OKCupid Date-A-Scientist Portfolio Project

Dear All,

For this project I used GitHub pages, link below:
My OKCupid Project

It took me couple of weeks to finish it , and I’m quite satisfied with result. Now when I know more, I’ll probably create another version with same project objective.

Thanks for constructive feedback.

1 Like

Hi Tamaricki.

Really cool and well structured project: well done on every component of it.

I had a flick through and the only thing that really stands out to me as a red flag is how you encode the variables into numbers for the ML component of the project. The need for the following will vary from project to project but what follows should be considered standard practise for achieving best results in most circumstances.

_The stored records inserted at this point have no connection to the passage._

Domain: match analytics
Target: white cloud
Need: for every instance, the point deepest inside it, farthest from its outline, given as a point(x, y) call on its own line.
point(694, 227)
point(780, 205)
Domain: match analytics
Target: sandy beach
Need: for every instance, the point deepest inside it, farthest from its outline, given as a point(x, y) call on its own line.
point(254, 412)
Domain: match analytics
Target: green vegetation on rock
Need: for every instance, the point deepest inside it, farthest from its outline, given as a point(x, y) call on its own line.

So, the ML models try to find associations in the data presented to it. Because it can’t interpret strings (usually) you rightfully encode it to values. Consider the following from your code:

map_ethnicity = {‘unknown’:-1,‘native american’:0, ‘middle eastern’:1, ‘pacific islander’: 2, ‘indian’:3, ‘other’: 4, ‘black’: 5, ‘latin’: 6, ‘asian’: 7, ‘multiethnic’: 8, ‘white’: 9}

Now what is the numerical difference between a native american and a pacific islander? There is none of course, but according to how the model will interpret the code, there is an exact number for the difference: 2 in fact, which apparently is exactly one third the distance between a native american and a ‘latin’. You’ve made an ordinal relationship where none exists.

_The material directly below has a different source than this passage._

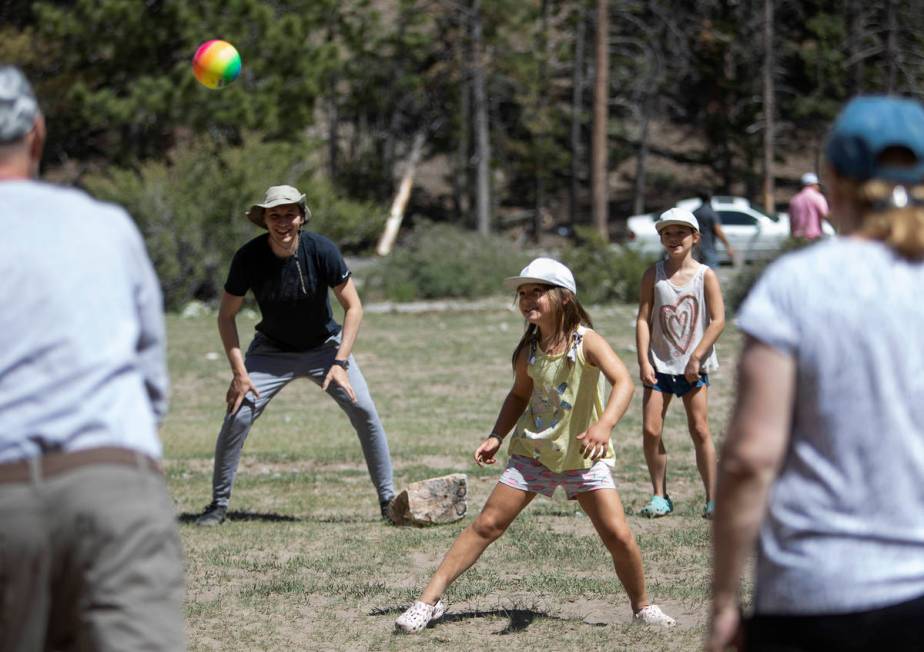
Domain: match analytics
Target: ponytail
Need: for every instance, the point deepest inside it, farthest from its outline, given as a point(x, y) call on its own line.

Your best solution to this is one-hot encoding, which was covered earlier in the course, and basically makes a sequence of binary columns to determine whether the individual meets each ethnic condition or not.


map_drinks = {‘not at all’:1, ‘rarely’:2, ‘socially’: 3, ‘often’:4, ‘very often’:5, ‘desperately’: 6}

…DOES make sense in this instance because it IS ordinal (you can argue whether the distance between “socially” and “often” is equivalent to the distance between “not at all” and “rarely” but its not a big deal).

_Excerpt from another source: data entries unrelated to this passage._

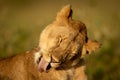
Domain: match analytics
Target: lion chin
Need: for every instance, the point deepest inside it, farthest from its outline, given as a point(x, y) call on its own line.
point(60, 54)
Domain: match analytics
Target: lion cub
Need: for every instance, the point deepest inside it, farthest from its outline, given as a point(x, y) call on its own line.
point(60, 55)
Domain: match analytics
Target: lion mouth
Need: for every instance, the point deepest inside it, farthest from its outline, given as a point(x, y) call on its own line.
point(43, 65)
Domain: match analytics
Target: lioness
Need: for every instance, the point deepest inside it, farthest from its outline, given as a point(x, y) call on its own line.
point(59, 56)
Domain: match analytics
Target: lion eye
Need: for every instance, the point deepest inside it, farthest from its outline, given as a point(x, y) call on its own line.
point(54, 61)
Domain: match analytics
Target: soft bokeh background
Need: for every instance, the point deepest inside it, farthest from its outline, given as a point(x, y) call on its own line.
point(21, 22)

Also if you do want to encode variables like how you have done, it’s probably quicker to use from sklearn.preprocessing import LabelEncoder, or cat.codes if you want to explicitly declare an order to the sequence:

df_for_age_ML[‘drugs’] = pd.Categorical(df_for_age_ML[‘drugs’], [‘never’, ‘Not reported’, ‘sometimes’,
‘often’], ordered = True)

df_for_age_ML[‘drugs’] = df_for_age_ML[‘drugs’].cat.codes

1 Like

Thanks net3879063533,

You are absolutely right: I mapped ethnicity values as they were ordinal but they’re not . That is another lesson learn for me: I need to become more ‘comfortable’ in using available modules instead of manual work.